In principal, I like to use manual garden tools wherever possible because a) they’re more environmentally friendly and b) I so need the exercise. But when it comes to trimming our 30-odd feet of hedge — which grows like a weed, requiring several summer/fall trims — we gave in last year and bought a cordless trimmer. Our first purchase was a house brand from a major retailer that turned out to be, well, pretty crappy. There was a problem with the switch, in that it would sometimes jam, making the tool suddenly stop in the middle of a cut. Cute. The replacement we got did the same thing, convincing us once and for all that cheap garden tools are no bargain. This summer, the gardening team at my house (my husband, 15-year-old son and myself) tried two trimmers, both of which we liked.
One was the Black & Decker 18-volt cordless hedge trimmer (on sale at Home Depot now for about $110, I notice.) It’s supposed to run for about 30 minutes, but we found it ran longer than that, getting us all the way through the hedge job on one charge. It gives a nice clean cut on larger branches (up to about ¾ of an inch thick) and did not shred smaller, finer branches. (For bigger branches, I still like my older, corded Black & Decker Alligator lopper.) At 22 inches, the blade is longer than that of the Ryobi we tested. Using both made me realize that blade length can be a somewhat personal choice, depending on the depth of what you are cutting, and what feels best in your hand. I may actually like a slightly longer blade, the result, perhaps, of having short arms? The recharge time on the battery for this model is long; between nine and 11 hours, according to the manual. Because I do deplore the way power tools add to outdoor noise level, I have to say that I think I like the sound this one makes slightly more than the Ryobi (although husband and son says that’s silly.)

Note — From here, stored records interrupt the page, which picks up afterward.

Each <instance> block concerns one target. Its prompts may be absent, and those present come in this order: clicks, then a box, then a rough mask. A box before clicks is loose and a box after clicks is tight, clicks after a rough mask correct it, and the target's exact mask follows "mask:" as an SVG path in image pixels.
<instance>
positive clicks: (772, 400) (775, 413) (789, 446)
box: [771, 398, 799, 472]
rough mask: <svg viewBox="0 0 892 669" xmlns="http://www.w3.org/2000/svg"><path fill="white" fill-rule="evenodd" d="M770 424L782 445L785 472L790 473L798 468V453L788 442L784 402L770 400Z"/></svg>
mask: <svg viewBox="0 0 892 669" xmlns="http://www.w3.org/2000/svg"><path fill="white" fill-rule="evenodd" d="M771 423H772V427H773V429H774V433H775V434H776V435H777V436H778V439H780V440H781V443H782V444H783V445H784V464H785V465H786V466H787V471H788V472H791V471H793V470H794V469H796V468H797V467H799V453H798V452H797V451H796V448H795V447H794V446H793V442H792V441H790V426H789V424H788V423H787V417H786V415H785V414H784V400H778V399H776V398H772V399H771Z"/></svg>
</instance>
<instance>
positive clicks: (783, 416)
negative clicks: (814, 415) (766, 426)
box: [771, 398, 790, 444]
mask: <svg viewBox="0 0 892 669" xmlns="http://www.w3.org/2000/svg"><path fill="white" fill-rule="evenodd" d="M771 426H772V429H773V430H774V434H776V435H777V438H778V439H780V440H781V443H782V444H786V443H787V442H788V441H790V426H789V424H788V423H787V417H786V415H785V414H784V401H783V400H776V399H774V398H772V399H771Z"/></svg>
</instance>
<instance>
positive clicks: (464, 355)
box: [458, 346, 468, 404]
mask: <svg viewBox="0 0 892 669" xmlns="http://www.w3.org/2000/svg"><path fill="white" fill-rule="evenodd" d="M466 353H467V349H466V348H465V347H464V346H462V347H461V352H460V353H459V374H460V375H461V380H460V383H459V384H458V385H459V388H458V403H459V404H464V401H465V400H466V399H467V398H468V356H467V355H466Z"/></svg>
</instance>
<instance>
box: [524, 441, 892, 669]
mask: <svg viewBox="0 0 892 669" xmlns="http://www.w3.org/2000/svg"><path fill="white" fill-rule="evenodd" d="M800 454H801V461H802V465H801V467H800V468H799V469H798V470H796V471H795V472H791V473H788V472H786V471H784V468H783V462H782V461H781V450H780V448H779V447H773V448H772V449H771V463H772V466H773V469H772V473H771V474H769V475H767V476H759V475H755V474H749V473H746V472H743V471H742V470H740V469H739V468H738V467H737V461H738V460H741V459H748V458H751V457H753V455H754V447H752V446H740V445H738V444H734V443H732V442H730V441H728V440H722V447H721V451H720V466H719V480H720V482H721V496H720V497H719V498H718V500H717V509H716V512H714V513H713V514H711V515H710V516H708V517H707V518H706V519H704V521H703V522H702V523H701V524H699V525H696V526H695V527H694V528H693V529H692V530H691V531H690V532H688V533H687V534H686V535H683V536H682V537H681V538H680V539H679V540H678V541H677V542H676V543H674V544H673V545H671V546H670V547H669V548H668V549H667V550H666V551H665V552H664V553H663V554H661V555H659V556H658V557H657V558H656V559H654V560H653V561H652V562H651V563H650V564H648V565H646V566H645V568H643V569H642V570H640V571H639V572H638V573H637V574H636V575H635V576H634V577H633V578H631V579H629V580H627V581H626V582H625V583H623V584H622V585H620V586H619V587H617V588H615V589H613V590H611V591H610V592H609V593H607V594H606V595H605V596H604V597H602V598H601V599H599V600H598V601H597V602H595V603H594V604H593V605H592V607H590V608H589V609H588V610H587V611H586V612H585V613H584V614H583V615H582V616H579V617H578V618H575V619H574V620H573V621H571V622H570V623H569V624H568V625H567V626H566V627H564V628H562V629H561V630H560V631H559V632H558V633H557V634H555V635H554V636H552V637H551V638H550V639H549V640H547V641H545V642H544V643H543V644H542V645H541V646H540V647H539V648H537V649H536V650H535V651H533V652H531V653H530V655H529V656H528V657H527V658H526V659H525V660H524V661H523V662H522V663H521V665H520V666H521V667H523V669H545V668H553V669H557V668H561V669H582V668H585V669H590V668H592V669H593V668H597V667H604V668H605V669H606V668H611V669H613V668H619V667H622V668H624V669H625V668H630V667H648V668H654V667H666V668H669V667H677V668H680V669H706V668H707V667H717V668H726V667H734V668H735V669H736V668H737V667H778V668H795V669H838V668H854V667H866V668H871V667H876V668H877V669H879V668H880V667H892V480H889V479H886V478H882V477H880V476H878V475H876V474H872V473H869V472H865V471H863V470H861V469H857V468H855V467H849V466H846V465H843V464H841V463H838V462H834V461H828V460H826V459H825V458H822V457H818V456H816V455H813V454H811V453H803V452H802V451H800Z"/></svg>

Overall, I was really impressed with the Ryobi cordless 18-volt trimmer. It sells exclusively at Home Depot (regularly for $139, now on sale for $99) The company claims its 18-volt lithium battery will hold charge about four times longer than its Ni-cad counterpart, but I can’t actually vouch for that. I can say that the recharge time is fast – about an hour. It also gives a very clean cut on branches up to 3/8 of an inch and like, the Black and Decker, did not make a mess of thin new growth. We all found the Ryobi to be very nicely balanced and easy to manoeuvre. There’s also one stand-out feature to note. It’s got a wrap-around handle, so that you can turn the blade simply by tilting your steering hand. So simple, so clever - it makes shaping bushes and hedges quicker and easier. That was true for both myself and my strong-as-oxes guys.
In the end, I think my son said a mouthful when he suggested that picking the right trimmer is probably a bit like choosing the perfect hockey stick – it’s got to “fit”. So make sure you handle several before you buy.